Resucito después de más de 32 horas durmiendo. Siempre hago este tipo de chorradas, es la única forma que tengo de recuperarme, pero quién sabe si no es un estropicio aún mayor. Qué poco hugonotes somo algunos. En fin. Al cansancio, sólo sucede el negro agujero del olvido y los absurdos caminos del sueño, como si no hubiera sutura posible entre el antes y el después. Nunca consigo tener un regreso apacible a esa ciudad llamada Madrid, siempre chirría algo. Después de tantas vueltas soy incapaz de reconocerme en sus calles, en sus casas, en su ruido tan a menudo disparatado. Paso un total de dos horas y media allí y pongo rumbo a la Sierra. Será porque el cuerpo va solo y no consigo deshacerme de la memoria de ese tiempo en que, de mayo a septiembre, salíamos huyendo del calor, de la ciudad, del aburrimiento o acaso de nosotros mismos, y nos mudábamos a la Sierra. Era como una travesura infantil, también para mis padres, imagino. Yo siempre acababa sepultada en alguna esquina del coche, entre las cajas y los geranios de mi madre. Era el preludio de una pequeña selva, del campo del Indio, de las cometas entre trigales, de las canteras y el río, de las señales con las linternas desde el segundo pico, a las doce de la noche, siempre.

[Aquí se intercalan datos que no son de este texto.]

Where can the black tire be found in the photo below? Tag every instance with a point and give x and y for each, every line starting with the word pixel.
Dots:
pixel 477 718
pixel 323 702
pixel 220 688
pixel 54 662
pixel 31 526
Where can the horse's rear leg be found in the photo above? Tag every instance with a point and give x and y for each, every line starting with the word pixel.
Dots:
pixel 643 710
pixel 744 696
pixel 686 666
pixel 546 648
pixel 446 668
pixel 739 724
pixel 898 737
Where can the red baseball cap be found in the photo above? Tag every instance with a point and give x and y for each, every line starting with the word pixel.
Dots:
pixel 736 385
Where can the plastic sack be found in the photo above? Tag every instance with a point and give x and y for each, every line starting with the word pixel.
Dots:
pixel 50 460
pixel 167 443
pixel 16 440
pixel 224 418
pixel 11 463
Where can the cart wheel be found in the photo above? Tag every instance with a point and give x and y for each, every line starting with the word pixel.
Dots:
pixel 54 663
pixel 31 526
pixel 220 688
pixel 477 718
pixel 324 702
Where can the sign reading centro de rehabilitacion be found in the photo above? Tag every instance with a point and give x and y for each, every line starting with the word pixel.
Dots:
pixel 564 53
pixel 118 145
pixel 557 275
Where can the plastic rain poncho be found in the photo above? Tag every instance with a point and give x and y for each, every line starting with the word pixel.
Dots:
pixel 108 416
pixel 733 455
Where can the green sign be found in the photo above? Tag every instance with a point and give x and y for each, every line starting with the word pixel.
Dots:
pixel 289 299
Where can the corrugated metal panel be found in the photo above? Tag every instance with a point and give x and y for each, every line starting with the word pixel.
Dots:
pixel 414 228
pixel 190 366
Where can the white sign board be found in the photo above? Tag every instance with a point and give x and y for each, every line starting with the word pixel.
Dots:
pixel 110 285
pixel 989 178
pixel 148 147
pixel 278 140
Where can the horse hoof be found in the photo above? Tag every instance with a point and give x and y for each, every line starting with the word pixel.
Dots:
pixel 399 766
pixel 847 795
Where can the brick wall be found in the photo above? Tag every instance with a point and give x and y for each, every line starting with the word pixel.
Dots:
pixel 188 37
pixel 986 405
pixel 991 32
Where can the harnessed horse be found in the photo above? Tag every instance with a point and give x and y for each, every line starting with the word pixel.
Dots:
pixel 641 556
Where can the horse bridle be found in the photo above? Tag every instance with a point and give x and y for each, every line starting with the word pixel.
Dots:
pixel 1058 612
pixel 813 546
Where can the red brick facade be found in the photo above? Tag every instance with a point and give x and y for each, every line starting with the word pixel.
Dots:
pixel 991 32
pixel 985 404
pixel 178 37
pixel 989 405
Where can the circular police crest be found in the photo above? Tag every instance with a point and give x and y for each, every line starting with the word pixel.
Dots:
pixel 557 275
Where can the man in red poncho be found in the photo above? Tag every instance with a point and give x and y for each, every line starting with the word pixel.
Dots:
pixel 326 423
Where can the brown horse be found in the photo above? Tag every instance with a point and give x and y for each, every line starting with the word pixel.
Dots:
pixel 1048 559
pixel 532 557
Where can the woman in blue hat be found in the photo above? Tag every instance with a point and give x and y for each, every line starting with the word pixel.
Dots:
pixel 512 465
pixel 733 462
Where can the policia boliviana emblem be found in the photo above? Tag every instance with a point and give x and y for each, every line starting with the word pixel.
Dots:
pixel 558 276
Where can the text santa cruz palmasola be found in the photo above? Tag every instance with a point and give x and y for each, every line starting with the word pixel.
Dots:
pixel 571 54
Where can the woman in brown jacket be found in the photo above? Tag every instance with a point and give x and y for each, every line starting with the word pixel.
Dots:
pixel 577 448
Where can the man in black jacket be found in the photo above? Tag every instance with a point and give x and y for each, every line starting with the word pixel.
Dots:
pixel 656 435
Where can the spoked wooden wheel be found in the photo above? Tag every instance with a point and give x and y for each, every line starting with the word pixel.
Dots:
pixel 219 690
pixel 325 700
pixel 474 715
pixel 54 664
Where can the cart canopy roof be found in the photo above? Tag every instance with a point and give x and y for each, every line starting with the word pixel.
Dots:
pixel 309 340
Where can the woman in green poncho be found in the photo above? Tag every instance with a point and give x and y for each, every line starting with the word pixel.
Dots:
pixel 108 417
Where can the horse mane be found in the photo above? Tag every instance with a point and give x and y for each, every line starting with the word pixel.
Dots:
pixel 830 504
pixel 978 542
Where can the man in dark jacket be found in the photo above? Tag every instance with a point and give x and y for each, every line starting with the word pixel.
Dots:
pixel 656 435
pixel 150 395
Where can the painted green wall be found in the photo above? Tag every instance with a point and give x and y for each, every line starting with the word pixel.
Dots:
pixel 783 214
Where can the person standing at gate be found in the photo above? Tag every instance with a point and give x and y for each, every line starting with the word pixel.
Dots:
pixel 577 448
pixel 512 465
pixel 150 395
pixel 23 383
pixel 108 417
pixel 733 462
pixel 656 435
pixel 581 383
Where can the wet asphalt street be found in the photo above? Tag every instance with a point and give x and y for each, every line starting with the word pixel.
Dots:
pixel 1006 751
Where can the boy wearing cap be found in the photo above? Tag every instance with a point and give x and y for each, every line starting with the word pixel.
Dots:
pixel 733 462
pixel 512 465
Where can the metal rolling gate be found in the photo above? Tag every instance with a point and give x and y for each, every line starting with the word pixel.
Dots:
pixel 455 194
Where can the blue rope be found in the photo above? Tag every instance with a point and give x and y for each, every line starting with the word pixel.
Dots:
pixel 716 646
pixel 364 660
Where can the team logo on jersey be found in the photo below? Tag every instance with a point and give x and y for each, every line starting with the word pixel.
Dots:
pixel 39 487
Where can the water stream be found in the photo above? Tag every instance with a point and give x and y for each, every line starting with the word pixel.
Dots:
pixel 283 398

En mi línea dispersa, me paso "de camino" por Getafe a devolver unos libros, compro tres o cuatro cacharritos en el MediaMarkt y me entretengo fotografiando el estropicio a los pies de la M50, a la altura de la R5. Me pone enferma esa manera de arañar la tierra, de reducirlo todo a terraplén, esos surcos que apenas nos enseña GoogleEarth. Al final, el vigilante de turno me acaba echando de malas maneras. Llego a Guadarrama entre las luces de la tarde. Rotondizado como está todo, lleno de esos árboles enclenques que, si no fuera porque se les han secado en dos semanas, darían risa, rodeo el pueblo. Se han cargado también las vistas a Abantos y a la Jarosa. Tres bloques horrendos y tres más al bies atestan, con su abigarrada presencia de hormigón, el límite oeste del pueblo y hacen desaparecer el horizonte. Todas estas cosas que el satélite no recoge. Subo hacia los Molinos, cada vez se acerca más la tormenta y cuando llega ya no lo deja en toda la noche. Voy y vengo en la terraza entre el Ben&Jerry's y la ginebra. D. me mira con su cara de divertida paciencia. Chasca los dedos. Pongo a Bonnie Prince Billy para terminar de alumbrar nuestro cielo de melancólicas tormentas. Me propongo no tocar un solo libro, al menos en tres días, y como toda terapia, acepto cambiar el sol de la piscina por el aire de las pozas de la Pedriza. Pero nada, esta tarde ya estaba enredada otra vez con los paisajes afectivos. Releo un libro sobre la cabaña de Heidegger y la tesis de B. Lévy sobre las "geografías existenciales" de Hesse. La cosa está todavía muy verde, pero me traigo de vuelta unas cuantas ilusiones y comentarios inteligentes. Según disminuye la fuerza del sol en los montes, los pinares se difuminan tras una leve gasa de luz que los aleja, hasta que todo el cordal queda enterrado en la noche. A ratos, algún faro pespuntea la oscuridad y la carretera de Peguerinos emerge, de curva a curva, por entre los Pinares Llanos. Quizá algunos suban a pasar la noche a Cabeza Líjar, y conviertan la antigua fortificación en una desmemoriada algarabía de risas que caen al valle, hacia San Rafael.
En fin, al menos así ya sabes por dónde van los tiros.